Funder data source review

Key funders

ORFG == Open Research Funding Group (http://www.orfg.org/members)

Alfred P. Sloan Foundation (member ORFG)

website: https://sloan.org/grants-database
already handled by our existing tools? Yes
has API? No
difficulty: Medium
notes:
- difficulty is mostly due to size, though can whittle that down if we find a way to (programmatically) activate the "year" and "program" checkboxes on the side. Maybe even manually set these, choose 50 records per page, and download the raw HTML (since they only do about 50 grants per year and we probably won't need to go back too far …)
todo: check our existing tools to see how it handles the points mentioned above re: difficulty
data notes:
- Pulled raw data? Yes (manual, through 2017)
- Parsed/extracted data? Yes

American Heart Association (member ORFG)

website: http://www.heart.org/HEARTORG/
already handled by our existing tools? No
has API?
difficulty:
notes:
todo: need to find this one. The URL has changed, the WayBack Machine is down, and nothing on their site stands out
data notes:
- Pulled raw data? No
- Parsed/extracted data? No

Arcadia (member ORFG)

website: https://www.arcadiafund.org.uk/grant-directory
already handled by our existing tools?
has API? No
difficulty: low
notes:
- data is available as an Excel sheet! https://www.arcadiafund.org.uk/uploads/Arcadia-grants-360Giving-20-September-2020.xlsx
- (Note that the filename isn't predictable; for future revisions of this app, we can choose between "manually download this once a quarter or so" and "build an app to check the link." The latter, while it may appear smoother, has enough of its own issues that it's likely not worth the trouble.)
- "The information is licensed under the Creative Commons Attribution 4.0 International License. This means the data is freely accessible to anyone to use and share, as long as it is attributed to Arcadia Fund."
- Based on the website/search tool, looks like the grant amounts are in USD (not GBP)
data notes:
- Pulled raw data? Yes (It's in a spreadsheet)
- Parsed/extracted data? Yes

Arnold Ventures (member ORFG)

website: https://www.arnoldventures.org/grants-list/
already handled by our existing tools?
has API? No
difficulty: medium
notes:
- plus side: predictable URLs, e.g. second page of grants list is at https://www.arnoldventures.org/grants-list/p2
- grant info sections are not terribly detailed (search results don't have links to detailed info; WYSIWYG on the search page)
data notes:
- Pulled raw data? Yes
- Parsed/extracted data? Yes

Bill & Melinda Gates Foundation (member ORFG)

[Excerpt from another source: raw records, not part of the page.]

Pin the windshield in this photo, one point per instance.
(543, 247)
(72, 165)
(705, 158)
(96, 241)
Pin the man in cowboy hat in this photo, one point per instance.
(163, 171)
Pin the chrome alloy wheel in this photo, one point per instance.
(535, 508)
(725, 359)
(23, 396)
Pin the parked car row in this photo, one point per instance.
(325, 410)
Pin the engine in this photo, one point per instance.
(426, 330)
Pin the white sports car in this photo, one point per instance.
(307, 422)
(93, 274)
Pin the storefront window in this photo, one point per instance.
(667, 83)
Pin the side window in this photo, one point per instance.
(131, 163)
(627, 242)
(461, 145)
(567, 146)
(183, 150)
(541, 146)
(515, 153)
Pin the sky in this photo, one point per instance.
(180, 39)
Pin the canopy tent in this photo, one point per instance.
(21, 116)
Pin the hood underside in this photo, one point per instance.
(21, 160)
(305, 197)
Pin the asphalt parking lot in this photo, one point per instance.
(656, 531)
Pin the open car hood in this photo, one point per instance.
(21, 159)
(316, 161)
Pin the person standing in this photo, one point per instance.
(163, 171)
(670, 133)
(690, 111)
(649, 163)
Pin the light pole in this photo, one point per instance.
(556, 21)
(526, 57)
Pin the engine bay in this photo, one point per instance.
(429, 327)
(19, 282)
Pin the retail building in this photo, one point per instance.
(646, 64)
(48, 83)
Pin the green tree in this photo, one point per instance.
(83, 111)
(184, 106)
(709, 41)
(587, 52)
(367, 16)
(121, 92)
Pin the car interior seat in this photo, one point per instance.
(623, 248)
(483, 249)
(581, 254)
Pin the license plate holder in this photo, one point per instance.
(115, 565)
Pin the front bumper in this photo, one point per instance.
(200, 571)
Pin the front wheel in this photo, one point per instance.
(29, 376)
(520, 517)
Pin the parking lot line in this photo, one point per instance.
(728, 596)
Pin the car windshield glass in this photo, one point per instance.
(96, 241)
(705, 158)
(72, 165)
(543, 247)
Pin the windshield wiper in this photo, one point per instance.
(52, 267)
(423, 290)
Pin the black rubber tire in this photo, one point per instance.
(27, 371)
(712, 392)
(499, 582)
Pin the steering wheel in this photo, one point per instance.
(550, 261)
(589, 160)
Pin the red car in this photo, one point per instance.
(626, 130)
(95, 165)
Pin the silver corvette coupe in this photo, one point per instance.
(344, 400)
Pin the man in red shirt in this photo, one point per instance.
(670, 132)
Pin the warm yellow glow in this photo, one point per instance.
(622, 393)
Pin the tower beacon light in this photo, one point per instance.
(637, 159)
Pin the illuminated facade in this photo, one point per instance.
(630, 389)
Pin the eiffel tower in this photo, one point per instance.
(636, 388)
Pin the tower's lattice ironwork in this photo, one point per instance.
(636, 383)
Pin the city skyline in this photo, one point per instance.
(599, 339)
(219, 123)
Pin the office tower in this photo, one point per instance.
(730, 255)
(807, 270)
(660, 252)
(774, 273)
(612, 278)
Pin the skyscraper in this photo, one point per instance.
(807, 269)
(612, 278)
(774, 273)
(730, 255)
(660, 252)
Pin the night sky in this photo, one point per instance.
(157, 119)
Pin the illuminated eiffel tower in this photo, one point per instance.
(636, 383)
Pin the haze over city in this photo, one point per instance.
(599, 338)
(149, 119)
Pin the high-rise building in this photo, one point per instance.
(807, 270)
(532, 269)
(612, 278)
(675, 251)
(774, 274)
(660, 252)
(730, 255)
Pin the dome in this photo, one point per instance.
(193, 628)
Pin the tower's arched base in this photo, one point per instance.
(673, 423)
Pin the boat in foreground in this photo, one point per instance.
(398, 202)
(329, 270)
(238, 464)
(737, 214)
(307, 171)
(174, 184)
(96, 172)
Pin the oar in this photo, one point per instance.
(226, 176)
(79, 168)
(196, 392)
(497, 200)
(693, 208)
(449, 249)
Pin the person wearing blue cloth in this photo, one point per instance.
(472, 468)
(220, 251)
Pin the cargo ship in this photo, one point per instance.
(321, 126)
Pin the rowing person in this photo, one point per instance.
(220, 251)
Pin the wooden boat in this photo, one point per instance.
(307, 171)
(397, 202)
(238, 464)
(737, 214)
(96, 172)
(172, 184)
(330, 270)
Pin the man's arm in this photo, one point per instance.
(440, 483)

website: https://www.gatesfoundation.org/How-We-Work/Quick-Links/Grants-Database
has API? No
difficulty: Medium
notes:
- will require creative scraping: first the top-level search pages, to get the list of grant links; then each grant link, to get the details of what the grant was for. (If we only care about the grantee, amount, issue, and program, then we can just grab the search pages)
- can limit our collection if we narrow our search to a given issue, e.g., https://www.gatesfoundation.org/How-We-Work/Quick-Links/Grants-Database#q/issue=Global%20Libraries
data notes:
- Pulled raw data? No (site down for maintenance 2020/10/26) (site still down for maintenance 2020/10/31) (update 2020/12: raw data not accessible)
- Parsed/extracted data? No

Eric & Wendy Schmidt Fund for Strategic Innovation (member ORFG)

website: https://tsffoundation.org/
already handled by our existing tools? No
has API? No
difficulty: High
notes:
- they seem very quiet about what they fund. Might need to extract data from 990s
data notes:
- Pulled raw data? No
- Parsed/extracted data? No

Gordon and Betty Moore Foundation (member ORFG)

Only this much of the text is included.